Neve sull’Abruzzo e scuole chiuse in quasi tutta la regione

Ha ripreso a nevicare sui centri della costa. Previsioni ampiamente rispettate, dunque. I disagi maggiori continuano ad avvertirsi nell’aquilano e nel teramano. Nel capoluogo il sindaco Massimo Cialente ha disposto la chiusura, per domani, di tutte scuole di ogni ordine e grado. “Questa decisione – ha dichiarato il primo cittadino – è stata presa alla luce delle informazioni da me raccolte nel primo pomeriggio grazie alla sala meteo della Protezione Civile Nazionale e alla Facoltà di Scienze dell’Università dell’Aquila. Gli esperti infatti prevedono, da questa notte, l’arrivo di una forte perturbazione caratterizzata da abbondanti nevicate che si potrebbero protrarre per tutta la giornata di domani. In ogni caso, – ha continuato Cialente – la temperatura potrebbe essere particolarmente rigida con gelate e conseguenti pericoli per la circolazione”.

Stesso provvedimento dal sindaco di Giulianova, Francesco Mastromauro. Prevista la possibilità, a favore delle persone senza fissa dimora, di essere temporaneamente ospitate nei locali del Centro Sociale del quartiere Annunziata grazie all’azione sinergica e coordinata di Comune, Croce Rossa Italiana e Protezione Civile.
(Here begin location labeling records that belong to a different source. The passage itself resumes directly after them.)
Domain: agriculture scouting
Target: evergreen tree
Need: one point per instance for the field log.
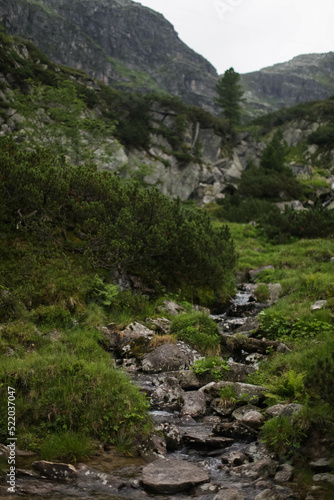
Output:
(230, 95)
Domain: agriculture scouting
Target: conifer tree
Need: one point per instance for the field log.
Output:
(230, 95)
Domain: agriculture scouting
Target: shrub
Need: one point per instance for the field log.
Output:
(213, 366)
(197, 329)
(282, 436)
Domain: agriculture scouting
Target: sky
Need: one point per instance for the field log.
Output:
(250, 34)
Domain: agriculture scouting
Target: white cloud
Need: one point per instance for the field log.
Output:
(250, 34)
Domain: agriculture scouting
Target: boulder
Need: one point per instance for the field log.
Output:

Scuole chiuse, per due giorni (3 e 4 febbraio) anche a Chieti su ordinanza del sindaco, Umberto Di Primio.  Attività didattica sospesa, ma solo per la giornata di domani, anche ad Ortona e San Giovanni Teatino.

Lezioni sospese, per il momento nella sola giornata di domani, in tutte le scuole del comune di Teramo.

Intanto, gli uomini della Forestale sono dovuti intervenire per salvare dei cavalli dalle bufere di neve di Campo Felice. Denutriti ed abbandonati a loro stessi hanno messo più volte a rischio la circolazione stradale attratti dal sale sull’asfalto della S.S. 696. Vagavano infatti nella zona Valico della Crocetta, a 1550 metri di quota, nel comune di Lucoli; sono stati condotti nella stalla di sosta della Asl. Gli animali sono risultati sprovvisti di microchip, quindi senza alcun proprietario, il che fa pensare ad equidi che possono essere oggetto di furto per essere poi avviati a macellazione clandestina. Ipotesi investigative che sono attentamente seguite dal Comando stazione di Lucoli.